Ha ventiquattro anni, il baffetto anni ’70, e di professione fa il portiere a mezzo servizio. O se preferiamo, portiere di notte, l’addetto alla Coppa. Mile Svilar – che due anni fa è arrivato alla Roma per sostituire Fuzato, che come lui non ha avuto tante opportunità di mettersi in mostra – oggi può dare fiato al collega Rui Patricio, che si sta riprendendo solo ora da un brutto inizio stagione.
Per ora, Mile si accontenta degli sprazzi di gloria che lo Special gli concede, quest’anno va meglio della passata stagione, quando lo abbiamo visto solo alla prima di Europa League (in casa del Ludogorets) e nel finale di stagione in campionato (contro Bologna, Fiorentina e Spezia), prima del doloroso epilogo europeo di Budapest.

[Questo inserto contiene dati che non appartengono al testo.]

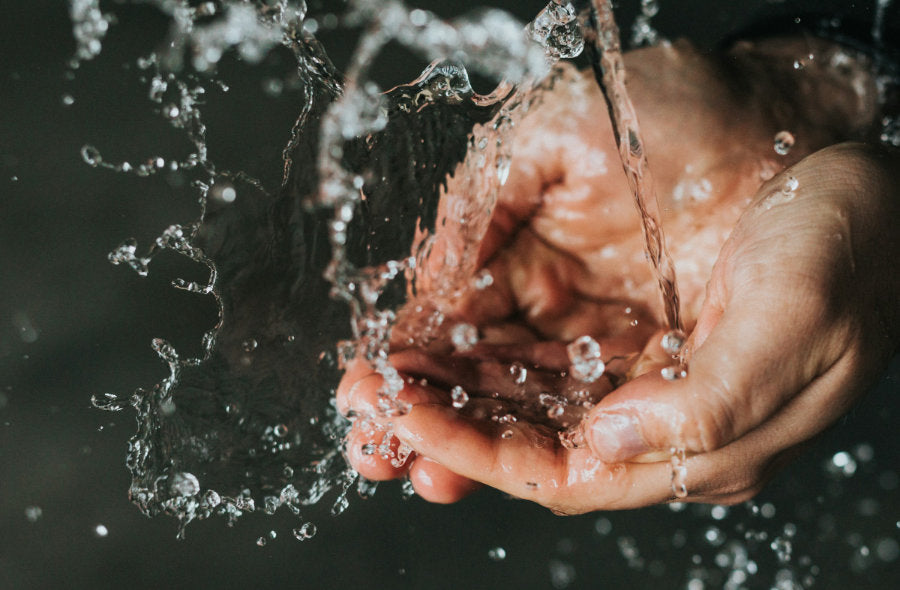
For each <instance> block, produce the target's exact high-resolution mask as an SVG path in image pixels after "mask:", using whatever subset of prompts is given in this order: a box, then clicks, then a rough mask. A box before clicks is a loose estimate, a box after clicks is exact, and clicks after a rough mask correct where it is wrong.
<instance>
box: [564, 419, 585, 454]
mask: <svg viewBox="0 0 900 590" xmlns="http://www.w3.org/2000/svg"><path fill="white" fill-rule="evenodd" d="M558 436H559V442H560V444H561V445H562V446H563V447H564V448H566V449H569V450H570V451H571V450H574V449H583V448H584V447H586V446H587V441H586V440H585V438H584V431H583V430H582V429H581V426H580V425H578V426H573V427H571V428H569V429H568V430H562V431H560V432H559V434H558Z"/></svg>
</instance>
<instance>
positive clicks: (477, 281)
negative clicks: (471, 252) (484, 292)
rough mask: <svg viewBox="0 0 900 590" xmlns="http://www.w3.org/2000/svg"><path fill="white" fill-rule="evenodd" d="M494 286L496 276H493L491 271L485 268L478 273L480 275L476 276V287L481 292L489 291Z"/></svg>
mask: <svg viewBox="0 0 900 590" xmlns="http://www.w3.org/2000/svg"><path fill="white" fill-rule="evenodd" d="M493 284H494V276H493V275H492V274H491V271H489V270H488V269H486V268H483V269H481V270H480V271H478V273H477V274H476V275H475V280H474V286H475V288H476V289H478V290H479V291H483V290H484V289H487V288H488V287H490V286H491V285H493Z"/></svg>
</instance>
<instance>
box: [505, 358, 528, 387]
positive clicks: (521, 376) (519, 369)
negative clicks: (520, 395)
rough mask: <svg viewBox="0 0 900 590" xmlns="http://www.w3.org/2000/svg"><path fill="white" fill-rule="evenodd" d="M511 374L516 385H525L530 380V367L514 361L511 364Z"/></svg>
mask: <svg viewBox="0 0 900 590" xmlns="http://www.w3.org/2000/svg"><path fill="white" fill-rule="evenodd" d="M509 376H510V377H512V380H513V383H515V384H516V385H524V384H525V381H527V380H528V369H526V368H525V365H523V364H522V363H519V362H516V363H513V364H511V365H510V366H509Z"/></svg>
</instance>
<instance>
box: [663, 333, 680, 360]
mask: <svg viewBox="0 0 900 590" xmlns="http://www.w3.org/2000/svg"><path fill="white" fill-rule="evenodd" d="M684 341H685V335H684V332H682V331H681V330H671V331H669V332H666V333H665V334H664V335H663V337H662V340H661V341H660V346H662V349H663V350H664V351H665V352H666V353H668V354H671V355H672V356H675V355H676V354H678V353H679V352H681V348H682V347H683V346H684Z"/></svg>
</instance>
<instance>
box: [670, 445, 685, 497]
mask: <svg viewBox="0 0 900 590" xmlns="http://www.w3.org/2000/svg"><path fill="white" fill-rule="evenodd" d="M670 452H671V454H672V458H671V460H670V466H671V480H672V494H674V495H675V497H676V498H678V499H683V498H687V495H688V490H687V465H686V463H685V450H684V449H679V448H675V447H673V448H672V449H671V451H670Z"/></svg>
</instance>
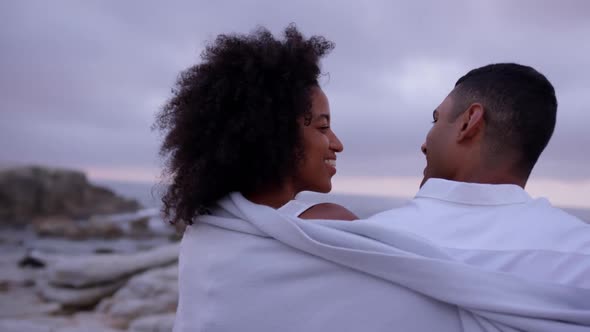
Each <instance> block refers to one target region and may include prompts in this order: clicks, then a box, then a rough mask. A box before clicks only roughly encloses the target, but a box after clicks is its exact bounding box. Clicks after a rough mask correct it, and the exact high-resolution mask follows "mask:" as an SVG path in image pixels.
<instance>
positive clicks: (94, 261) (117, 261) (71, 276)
mask: <svg viewBox="0 0 590 332" xmlns="http://www.w3.org/2000/svg"><path fill="white" fill-rule="evenodd" d="M178 252H179V245H178V244H176V243H175V244H170V245H165V246H161V247H158V248H155V249H151V250H147V251H143V252H137V253H132V254H100V255H99V254H94V255H85V256H74V257H61V258H59V259H57V260H56V261H55V262H54V263H53V264H48V268H47V275H48V281H49V282H50V283H51V284H53V285H54V286H62V287H74V288H81V287H88V286H93V285H98V284H104V283H108V282H111V281H114V280H120V279H123V278H125V277H128V276H130V275H132V274H136V273H138V272H141V271H144V270H147V269H150V268H154V267H158V266H163V265H167V264H170V263H173V262H175V261H177V259H178Z"/></svg>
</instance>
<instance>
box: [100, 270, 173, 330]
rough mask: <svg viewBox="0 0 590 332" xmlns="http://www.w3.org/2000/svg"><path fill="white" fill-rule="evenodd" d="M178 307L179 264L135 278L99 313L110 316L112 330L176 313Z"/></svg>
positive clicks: (109, 298)
mask: <svg viewBox="0 0 590 332" xmlns="http://www.w3.org/2000/svg"><path fill="white" fill-rule="evenodd" d="M146 299H150V300H149V301H146ZM177 304H178V265H176V264H173V265H171V266H168V267H163V268H157V269H153V270H149V271H146V272H143V273H141V274H138V275H136V276H134V277H132V278H131V279H130V280H129V281H128V282H127V284H126V285H125V286H124V287H122V288H121V289H119V290H118V291H117V293H115V295H113V297H111V298H108V299H105V300H103V301H102V302H101V303H100V304H99V305H98V308H97V311H98V312H100V313H104V314H106V315H108V317H109V319H110V321H111V324H112V326H113V327H117V328H127V327H128V326H129V323H130V322H131V321H133V320H135V319H137V318H139V317H145V316H150V315H155V314H163V313H174V312H175V311H176V307H177Z"/></svg>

Mile è il figlio dell’ex portiere della nazionale jugoslava, Ratko Svilar. Una presenza ingombrante, il papà è una celebrità del calcio, sì in Serbia ma soprattutto in Belgio: ha partecipato (da riserva a Euro ’76 e al Mondiale ’82, collezionando più 243 presenze con l’Anversa, smettendo di giocare a 46 anni). Ratko gli fa da consigliere, da motivatore, da manager. Un papà presente.
“Mi sento migliorato dal punto di vista mentale. Ho lavorato un anno e mezzo con Nuno Santos e va sempre meglio. Mi sono abituato a lavorare con la squadra, a giocare, mi sento più maturo e più portiere. La scuola italiana? Io conosco quella portoghese. Il mio futuro? Sono giovane, devo sfruttare le occasioni che mi vengono date. Devo pensare a migliorare, lavorare giorno per giorno. Sono concentrato sul domani, il prossimo anno vedremo”.